İslam’da İhtilaf’ın Hükmü Nedir?
Arapça’da “h-l-f” kökünden gelen hilaf yada ihtilaf sözlükte; Biri diğerinin yerine geçmek, geride kalmak, gidip gelmek, ayrı görüşe sahip olmak, çekişmek, eşit olmamak, karşı gelmek, görüş ayrılığı, tartışma, anlaşmazlık ve bugünün tabiriyle muhalefet anlamına gelir.
İslam’da ihtilaf olumsuz bir kavram olarak kullanılmış ve Müslümanların birlik içerisinde olmaları gerektiğini, tefrika ve ihtilaftan mutlak suretten kaçınmak emredilmiştir.
Dinde İhtilif İki Çeşittir.
Yerilen ihtilaf (mezmum) ve Övülen ihtilaf (memduh)
1-Yerilen (mezmum) ihtilaf iki şekilde görülür.
a) Küfre götüren ihitlaf; Bu ihtilaf çeşidi hem dinin asıllarında ve hemde şeriatın helal-haram yada farzlarındaki ihtilaftır. Bu ihtilaf saptırıcı heva ve hevesten kaynaklanan, sihhati sabit ve kat-i meselelere muhalefet etmekle sonuçlanan ve kişiyi mutlak anlamda kafir yapan bir ihtilafdır.
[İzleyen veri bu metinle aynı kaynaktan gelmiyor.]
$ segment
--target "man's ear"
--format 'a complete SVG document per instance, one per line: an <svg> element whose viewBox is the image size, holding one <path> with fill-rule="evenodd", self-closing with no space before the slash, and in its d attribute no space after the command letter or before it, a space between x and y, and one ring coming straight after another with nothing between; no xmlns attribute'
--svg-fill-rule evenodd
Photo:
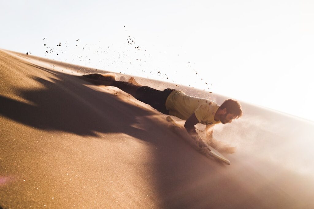
<svg viewBox="0 0 314 209"><path fill-rule="evenodd" d="M222 113L223 113L223 115L224 115L225 114L226 114L226 113L227 113L227 108L224 108L224 109L222 109Z"/></svg>

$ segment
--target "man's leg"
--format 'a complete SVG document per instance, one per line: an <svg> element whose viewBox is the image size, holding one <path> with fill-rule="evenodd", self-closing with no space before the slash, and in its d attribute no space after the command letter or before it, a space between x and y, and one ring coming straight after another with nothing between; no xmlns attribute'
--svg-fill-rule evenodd
<svg viewBox="0 0 314 209"><path fill-rule="evenodd" d="M82 76L81 77L95 85L115 86L134 97L135 97L136 90L142 86L135 81L133 77L130 79L129 82L116 81L114 76L110 74L93 73Z"/></svg>

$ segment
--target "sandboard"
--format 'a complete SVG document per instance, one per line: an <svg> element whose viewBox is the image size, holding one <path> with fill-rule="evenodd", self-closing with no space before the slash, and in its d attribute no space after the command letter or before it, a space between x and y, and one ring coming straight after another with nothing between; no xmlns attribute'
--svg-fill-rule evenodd
<svg viewBox="0 0 314 209"><path fill-rule="evenodd" d="M183 136L182 135L182 133L184 133L184 132L183 131L185 130L185 129L183 128L182 126L178 123L170 116L167 117L166 119L167 120L167 121L169 122L175 128L176 132L177 133L179 134L181 137L183 137L185 139L187 138L189 138L190 139L189 139L190 141L189 142L193 142L192 144L194 144L194 145L193 146L194 148L198 150L199 149L196 142L193 141L192 138L190 137L189 136L188 137L187 137L186 136ZM221 153L209 145L208 145L208 146L206 148L206 153L204 153L203 152L202 152L202 153L207 157L213 157L227 165L230 165L230 161L228 159L224 156L224 155L222 155Z"/></svg>

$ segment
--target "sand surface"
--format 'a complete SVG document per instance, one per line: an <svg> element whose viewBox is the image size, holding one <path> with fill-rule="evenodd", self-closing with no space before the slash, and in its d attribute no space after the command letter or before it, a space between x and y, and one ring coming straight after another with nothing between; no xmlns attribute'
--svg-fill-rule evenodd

Örnek;Kulları için yasama, kanun koyma yada yönetme gibi durumlarda ihtilaf etmek suretiyle ideolojiler, insan uydurması kanunlar yada ideolojik sistemlerle yönetme konusunda ihtilafa düşmek mutlak olan küfürdür. Bunun küfür olmasının illeti Allahın bu konuda ihtilafa düşmeyecek şekilde kesin emri ile kulların Allahın hükmü ile hükmetmeleridir.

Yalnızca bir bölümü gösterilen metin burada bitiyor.